The night of February 15, 2012, was an uncomfortable one for me. Not a natural talker, I was out of my element at a press dinner organized by Yahoo! with journalists from the New York Times, Fast Company, MIT Tech Review, Forbes, SF Chronicle, WIRED, Reuters, and several more [1]. Even worse, the reporters kept leading with, “wow, this must a big night for you, huh? You just called the election.”
We were there to promote The Signal, a partnership between Yahoo! Research and Yahoo! News to put a quantitative lens on the election and beyond. The Signal was our data-driven antidote to two media extremes: the pundits who commit to statements without evidence; and some journalists who, in the name of balance, commit to nothing. As MIT Tech Review billed it, The Signal would be the “mother of all political prediction engines”. We like to joke that that quote undersold us: our aim was to be the mother of all prediction engines, period. The Signal was a broad project with many moving parts, featuring predictions, social media analysis, infographics, interactives, polls, and games. Led by David “Force-of-Nature” Rothschild, myself, and Chris Wilson, the full cast included over 30 researchers, engineers, and news editors [2]. We confirmed quickly that there’s a clear thirst for numeracy in news reporting: The Signal grew in 4 months to 2 million unique users per month [3].
On that night, though, the journalists kept coming back to the Yahoo! PR hook that brought them in the door: our insanely early election “call”. At that time in February, Romney hadn’t even been nominated.
No, we didn’t call the election, we predicted the election. That may sound like the same thing but, in scientific terms, there is a world of difference. We estimated the most likely outcome – Obama would win 303 Electoral College votes, more than enough to return him to the White House — and assigned a probability to it. Of less than one. Implying a probability of more than zero of being wrong. But that nuance is hard to explain to journalists and the public, and not nearly as exciting.
Although most of our predictions were based on markets and polls, the “303″ prediction was not: it was a statistical model trained on historical data of past elections, authored by economists Patrick Hummel and David Rothschild. It doesn’t even care about the identities of the candidates.
I have to give Yahoo! enormous credit. It took a lot of guts to put faith in some number-crunching eggheads in their Research division and go to press with their conclusions. On February 16, Yahoo! went further. They put the 303 prediction front and center, literally, as an “Exclusive” banner item on Yahoo.com, a place that 300 million people call home every month.
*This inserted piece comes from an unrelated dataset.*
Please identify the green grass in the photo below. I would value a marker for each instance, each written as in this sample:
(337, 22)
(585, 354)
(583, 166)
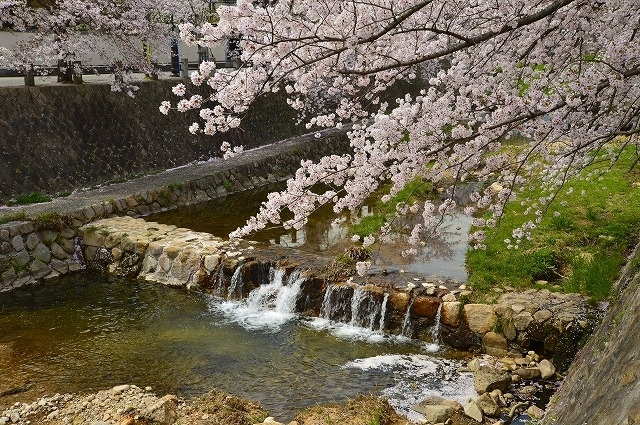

The firestorm was immediate and monstrous. Nearly a million people read the article and almost 40,000 left comments. Writing for Yahoo! News, I had grown used to the barrage of comments and emails, some comic, irrelevant, or snarky; others hateful or alert-the-FBI scary. But nothing could prepare us for that day. Responses ranged from skeptical to utterly outraged, mostly from people who read the headline or reactions but not the article itself. How dare Yahoo! call the election this far out?! (We didn’t.) Yahoo! is a mouthpiece for Obama! (The model is transparent and published: take it for what it’s worth.) Even Yahoo! News editor Chris Suellentrop grew uncomfortable, especially with the spin from Homepage (“Has Obama won?”) and PR (see “call” versus “predict”), keeping a tighter rein on us from then on. Plenty of other outlets “got it” and reported on it for what it was – a prediction with a solid scientific basis, and a margin for error.
This morning, with Florida still undecided, Obama had secured exactly 303 Electoral College votes.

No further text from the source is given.